Rudolphina Menzel, Pionierin der Hundeforschung

„Dein Hund ist das Zentrum der Welt“

Die Anthropologin Susan Martha Kahn hat sich auf intensive Quellen-Recherche begeben, um das bewegte und zutiefst ambivalente Leben von Rudolphina Menzel zu beleuchten: 1891 in Wien geboren, fand Menzel früh zu ihrer Leidenschaft der systematischen Studie von Hunden. Federführend trainierte sie Hunde an verschiedensten Fronten – für das deutsche Militär, genauso wie für den Krieg in Palästina.

Eine kleine Frau, jedoch bestimmt in ihrem Auftreten, ruft Hunden Kommandos auf Hebräisch zu. Eine alltägliche Szene in Kleinmünchen bei Linz, wo Rudolphina Menzel (1891–1973) in den 1920er und 1930er Jahren mit ihrem Mann und bis zu 60 perfekt abgerichteten Rasse-Boxern lebt. Sie schreibt grundlegende Werke der Zucht- und Kognitionsforschung, sie reist, berät und lehrt. Bis sie schließlich als Jüdin vor Krieg und Verfolgung fliehen muss.

Das sind die Eckdaten des Lebens von Rudolphina Menzel, einer Pionierin der Hundeforschung. Bei genauerem Hinsehen offenbart ihre Biografie Widersprüche, welche die zerrissene politische und ideologische Lage des 20. Jahrhunderts spiegeln. Die Anthropologin Susan Martha Kahn hat ganz genau hingesehen und anhand eingehender Quellenstudien Rudolphina Menzels Leben und Schaffen aufgearbeitet. In ihrem 2022 auf Englisch erschienenem Buch „Canine Pioneer: The extraordinary life of Rudolphina Menzel“ ist das nachzulesen.

Junge Jahre

1891 wurde Rudolphina Menzel, damals noch als Rudolphina Waltuch, in eine gutbürgerliche Wiener Familie geboren.

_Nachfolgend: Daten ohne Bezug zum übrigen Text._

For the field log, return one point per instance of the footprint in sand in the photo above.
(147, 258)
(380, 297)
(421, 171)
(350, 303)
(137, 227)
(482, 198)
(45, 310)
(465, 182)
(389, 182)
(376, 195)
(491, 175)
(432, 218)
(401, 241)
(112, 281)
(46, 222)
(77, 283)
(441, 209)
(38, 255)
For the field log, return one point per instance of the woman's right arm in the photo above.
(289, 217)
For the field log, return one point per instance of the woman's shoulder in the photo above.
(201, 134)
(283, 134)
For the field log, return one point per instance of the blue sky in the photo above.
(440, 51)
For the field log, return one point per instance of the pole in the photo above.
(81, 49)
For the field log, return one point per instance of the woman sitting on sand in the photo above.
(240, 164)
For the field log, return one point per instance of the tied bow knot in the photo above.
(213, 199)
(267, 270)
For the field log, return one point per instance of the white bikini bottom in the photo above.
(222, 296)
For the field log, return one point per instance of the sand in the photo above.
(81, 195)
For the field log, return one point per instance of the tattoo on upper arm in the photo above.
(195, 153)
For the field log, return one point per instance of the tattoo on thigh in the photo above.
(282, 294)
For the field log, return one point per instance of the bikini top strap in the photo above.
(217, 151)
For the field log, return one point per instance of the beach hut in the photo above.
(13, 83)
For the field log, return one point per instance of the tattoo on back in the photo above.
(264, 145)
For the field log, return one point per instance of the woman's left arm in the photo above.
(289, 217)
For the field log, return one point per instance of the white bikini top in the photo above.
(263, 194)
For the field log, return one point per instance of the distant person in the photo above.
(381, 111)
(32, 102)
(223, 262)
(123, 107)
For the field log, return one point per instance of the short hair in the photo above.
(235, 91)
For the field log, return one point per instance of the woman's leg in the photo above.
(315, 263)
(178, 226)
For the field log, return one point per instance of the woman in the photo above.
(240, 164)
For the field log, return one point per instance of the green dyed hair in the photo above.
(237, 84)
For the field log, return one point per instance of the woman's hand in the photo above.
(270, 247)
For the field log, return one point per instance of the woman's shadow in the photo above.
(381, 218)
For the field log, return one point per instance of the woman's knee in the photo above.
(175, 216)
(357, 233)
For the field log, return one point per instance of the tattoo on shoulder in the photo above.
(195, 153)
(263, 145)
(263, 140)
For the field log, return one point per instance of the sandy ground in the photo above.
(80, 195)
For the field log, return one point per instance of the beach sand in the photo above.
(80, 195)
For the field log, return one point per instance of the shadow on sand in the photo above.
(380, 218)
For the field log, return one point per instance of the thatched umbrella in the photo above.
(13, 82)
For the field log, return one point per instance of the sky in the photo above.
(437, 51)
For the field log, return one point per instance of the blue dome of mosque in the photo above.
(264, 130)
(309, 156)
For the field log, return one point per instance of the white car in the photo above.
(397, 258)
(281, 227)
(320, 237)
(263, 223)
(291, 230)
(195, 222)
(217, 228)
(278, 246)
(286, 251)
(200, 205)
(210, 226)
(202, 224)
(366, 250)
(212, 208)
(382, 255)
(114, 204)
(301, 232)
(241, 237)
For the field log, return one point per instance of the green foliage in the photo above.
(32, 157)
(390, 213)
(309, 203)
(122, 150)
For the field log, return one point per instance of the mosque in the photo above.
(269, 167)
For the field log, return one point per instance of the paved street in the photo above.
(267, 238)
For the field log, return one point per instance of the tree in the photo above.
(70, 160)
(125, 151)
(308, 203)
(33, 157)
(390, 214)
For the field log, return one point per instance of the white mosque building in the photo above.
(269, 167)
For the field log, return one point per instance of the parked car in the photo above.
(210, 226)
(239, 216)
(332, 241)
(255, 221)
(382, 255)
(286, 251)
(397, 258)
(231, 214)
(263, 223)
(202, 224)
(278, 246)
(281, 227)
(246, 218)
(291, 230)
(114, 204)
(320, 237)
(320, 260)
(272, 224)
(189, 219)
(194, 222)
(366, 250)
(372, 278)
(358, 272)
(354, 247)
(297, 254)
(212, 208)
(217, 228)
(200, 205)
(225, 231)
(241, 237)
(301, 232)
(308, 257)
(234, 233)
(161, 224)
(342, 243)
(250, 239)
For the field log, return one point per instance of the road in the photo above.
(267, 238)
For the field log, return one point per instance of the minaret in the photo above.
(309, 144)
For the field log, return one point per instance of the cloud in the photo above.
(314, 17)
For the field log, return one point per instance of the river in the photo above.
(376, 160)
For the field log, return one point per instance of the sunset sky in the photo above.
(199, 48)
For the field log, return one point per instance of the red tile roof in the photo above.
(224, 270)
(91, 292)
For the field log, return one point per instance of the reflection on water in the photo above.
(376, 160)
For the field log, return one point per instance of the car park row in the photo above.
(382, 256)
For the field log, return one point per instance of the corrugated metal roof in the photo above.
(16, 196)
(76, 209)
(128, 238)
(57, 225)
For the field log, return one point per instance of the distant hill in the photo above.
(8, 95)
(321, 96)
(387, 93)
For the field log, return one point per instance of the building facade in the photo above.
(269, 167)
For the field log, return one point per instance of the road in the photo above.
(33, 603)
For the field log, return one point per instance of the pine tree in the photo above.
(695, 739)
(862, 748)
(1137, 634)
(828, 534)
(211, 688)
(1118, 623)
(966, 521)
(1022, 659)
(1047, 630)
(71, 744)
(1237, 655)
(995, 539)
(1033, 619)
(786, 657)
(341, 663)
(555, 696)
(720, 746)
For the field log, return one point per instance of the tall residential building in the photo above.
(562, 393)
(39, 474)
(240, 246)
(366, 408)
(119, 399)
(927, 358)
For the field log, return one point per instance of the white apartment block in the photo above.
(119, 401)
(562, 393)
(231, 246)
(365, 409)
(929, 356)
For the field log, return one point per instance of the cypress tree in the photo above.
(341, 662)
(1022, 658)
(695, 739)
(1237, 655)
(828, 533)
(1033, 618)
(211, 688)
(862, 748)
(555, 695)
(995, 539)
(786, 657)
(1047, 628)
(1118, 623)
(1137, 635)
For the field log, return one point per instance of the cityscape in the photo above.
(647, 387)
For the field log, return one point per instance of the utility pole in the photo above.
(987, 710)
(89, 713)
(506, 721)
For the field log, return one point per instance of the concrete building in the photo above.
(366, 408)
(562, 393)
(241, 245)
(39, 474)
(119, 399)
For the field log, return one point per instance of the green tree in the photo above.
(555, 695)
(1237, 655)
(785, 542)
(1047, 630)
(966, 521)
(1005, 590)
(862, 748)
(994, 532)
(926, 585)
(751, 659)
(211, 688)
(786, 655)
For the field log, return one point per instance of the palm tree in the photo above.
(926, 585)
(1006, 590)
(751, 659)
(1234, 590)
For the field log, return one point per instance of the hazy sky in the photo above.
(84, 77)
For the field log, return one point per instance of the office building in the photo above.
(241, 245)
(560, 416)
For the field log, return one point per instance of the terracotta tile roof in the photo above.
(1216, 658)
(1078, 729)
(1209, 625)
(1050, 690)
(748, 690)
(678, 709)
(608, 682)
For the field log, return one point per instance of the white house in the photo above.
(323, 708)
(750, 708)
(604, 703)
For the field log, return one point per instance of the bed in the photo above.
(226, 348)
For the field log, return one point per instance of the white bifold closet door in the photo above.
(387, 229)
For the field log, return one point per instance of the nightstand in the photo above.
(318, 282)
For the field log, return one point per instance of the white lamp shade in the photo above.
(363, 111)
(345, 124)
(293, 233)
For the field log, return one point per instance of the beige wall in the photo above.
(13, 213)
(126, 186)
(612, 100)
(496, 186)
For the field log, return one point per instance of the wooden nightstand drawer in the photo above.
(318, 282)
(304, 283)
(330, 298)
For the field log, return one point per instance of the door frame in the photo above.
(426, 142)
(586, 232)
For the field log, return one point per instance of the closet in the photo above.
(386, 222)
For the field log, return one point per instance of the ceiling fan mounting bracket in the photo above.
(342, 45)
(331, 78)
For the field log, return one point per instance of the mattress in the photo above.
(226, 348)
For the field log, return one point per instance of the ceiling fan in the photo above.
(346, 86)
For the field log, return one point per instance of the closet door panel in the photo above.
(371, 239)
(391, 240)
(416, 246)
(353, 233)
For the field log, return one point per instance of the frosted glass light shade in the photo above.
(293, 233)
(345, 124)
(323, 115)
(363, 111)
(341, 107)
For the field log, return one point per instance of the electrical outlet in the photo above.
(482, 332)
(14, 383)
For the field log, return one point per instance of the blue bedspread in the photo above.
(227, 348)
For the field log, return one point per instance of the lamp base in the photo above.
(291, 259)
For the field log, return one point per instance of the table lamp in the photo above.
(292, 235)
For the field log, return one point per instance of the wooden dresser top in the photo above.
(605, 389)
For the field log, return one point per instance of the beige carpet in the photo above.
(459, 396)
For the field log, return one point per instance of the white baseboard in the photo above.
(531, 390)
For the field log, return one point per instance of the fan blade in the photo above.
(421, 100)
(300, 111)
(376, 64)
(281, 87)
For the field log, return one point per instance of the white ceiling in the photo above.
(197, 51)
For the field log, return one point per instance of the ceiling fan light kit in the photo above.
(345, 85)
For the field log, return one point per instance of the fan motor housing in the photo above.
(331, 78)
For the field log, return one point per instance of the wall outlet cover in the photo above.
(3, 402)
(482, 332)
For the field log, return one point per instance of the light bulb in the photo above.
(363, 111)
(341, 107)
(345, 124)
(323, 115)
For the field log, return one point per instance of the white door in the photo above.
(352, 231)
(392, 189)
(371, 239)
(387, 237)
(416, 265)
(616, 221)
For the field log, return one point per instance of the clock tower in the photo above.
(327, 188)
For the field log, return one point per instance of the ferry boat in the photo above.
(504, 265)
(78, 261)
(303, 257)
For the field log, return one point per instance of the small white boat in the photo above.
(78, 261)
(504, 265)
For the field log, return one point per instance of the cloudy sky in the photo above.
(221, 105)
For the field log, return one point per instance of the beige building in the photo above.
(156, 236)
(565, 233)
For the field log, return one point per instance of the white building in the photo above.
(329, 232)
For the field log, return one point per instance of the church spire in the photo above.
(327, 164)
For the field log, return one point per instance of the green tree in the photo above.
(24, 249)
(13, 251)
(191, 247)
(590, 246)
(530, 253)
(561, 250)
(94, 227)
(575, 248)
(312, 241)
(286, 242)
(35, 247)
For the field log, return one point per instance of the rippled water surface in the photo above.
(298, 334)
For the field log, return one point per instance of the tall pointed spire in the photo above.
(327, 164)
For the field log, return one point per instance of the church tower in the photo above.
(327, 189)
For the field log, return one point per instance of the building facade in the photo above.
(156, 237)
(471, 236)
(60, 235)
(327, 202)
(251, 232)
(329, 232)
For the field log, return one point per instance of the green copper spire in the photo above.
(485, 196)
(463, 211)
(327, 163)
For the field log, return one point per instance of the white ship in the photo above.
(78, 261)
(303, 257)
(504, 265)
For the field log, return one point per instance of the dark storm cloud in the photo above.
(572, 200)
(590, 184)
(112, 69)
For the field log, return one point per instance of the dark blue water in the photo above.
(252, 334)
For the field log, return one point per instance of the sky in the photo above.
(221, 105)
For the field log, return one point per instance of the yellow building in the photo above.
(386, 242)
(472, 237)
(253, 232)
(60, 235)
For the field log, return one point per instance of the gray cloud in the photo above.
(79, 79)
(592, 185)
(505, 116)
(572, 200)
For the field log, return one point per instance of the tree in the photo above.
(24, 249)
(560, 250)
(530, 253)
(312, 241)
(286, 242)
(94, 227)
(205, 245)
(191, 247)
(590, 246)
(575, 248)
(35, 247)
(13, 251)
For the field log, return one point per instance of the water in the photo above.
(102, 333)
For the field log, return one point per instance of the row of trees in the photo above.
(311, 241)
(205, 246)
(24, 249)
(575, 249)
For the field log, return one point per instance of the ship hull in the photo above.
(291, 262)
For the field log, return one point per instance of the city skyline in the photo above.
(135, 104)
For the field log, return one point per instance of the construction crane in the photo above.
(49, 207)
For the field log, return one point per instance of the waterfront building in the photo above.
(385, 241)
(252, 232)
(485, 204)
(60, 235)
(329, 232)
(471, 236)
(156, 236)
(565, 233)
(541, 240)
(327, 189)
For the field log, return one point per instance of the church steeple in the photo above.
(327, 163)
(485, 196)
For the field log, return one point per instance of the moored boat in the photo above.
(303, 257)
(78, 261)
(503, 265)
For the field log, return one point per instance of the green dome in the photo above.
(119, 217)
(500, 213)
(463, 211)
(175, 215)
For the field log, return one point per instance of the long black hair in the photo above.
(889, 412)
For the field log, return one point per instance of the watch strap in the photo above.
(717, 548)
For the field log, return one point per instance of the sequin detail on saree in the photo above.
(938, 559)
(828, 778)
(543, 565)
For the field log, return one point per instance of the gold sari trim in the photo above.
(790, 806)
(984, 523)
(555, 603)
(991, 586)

Sie war das jüngste von vier Kindern und beschrieb ihre frühe Kindheit als ausgesprochen unbeschwert. Das blieb jedoch nicht lange so. Schon im Alter von vier Jahren reihten sich traumatische Ereignisse aneinander: Zuerst verstarb ihre Mutter plötzlich. Der Vater heiratete bald wieder, gegenüber ihrer Stiefmutter konnte sich Rudolphina allerdings nicht erwärmen. Das Kindermädchen, das ihr viel näherstand, musste das Haus jedoch auch bald verlassen. Dazu kamen überraschende finanzielle Probleme des Vaters – und schon überschattete ein allgemeines Gefühl der Unsicherheit die Kindheit des Mädchens.  

Früh stieß die junge Rudolphina auf die Idee des Zionismus. Sie bekam eine von Theodor Herzl herausgegebene Zeitschrift in die Hände und vergrub sich geradezu in der Materie: Die Idee, dass alle Jüdinnen und Juden in einem Land leben würden, das ihre wahre Heimat wäre, faszinierte sie. Kahn zeigt in ihrem Buch, wie die von Unsicherheit geschüttelte Jugendliche Hoffnung und Mut in der zionistischen Vision fand: Das eindringliche Gefühl, eine idealisierte Vergangenheit aufleben zu lassen, schlug tiefe Wurzeln in ihr. Rudolphina wurde zur brennenden Zionistin.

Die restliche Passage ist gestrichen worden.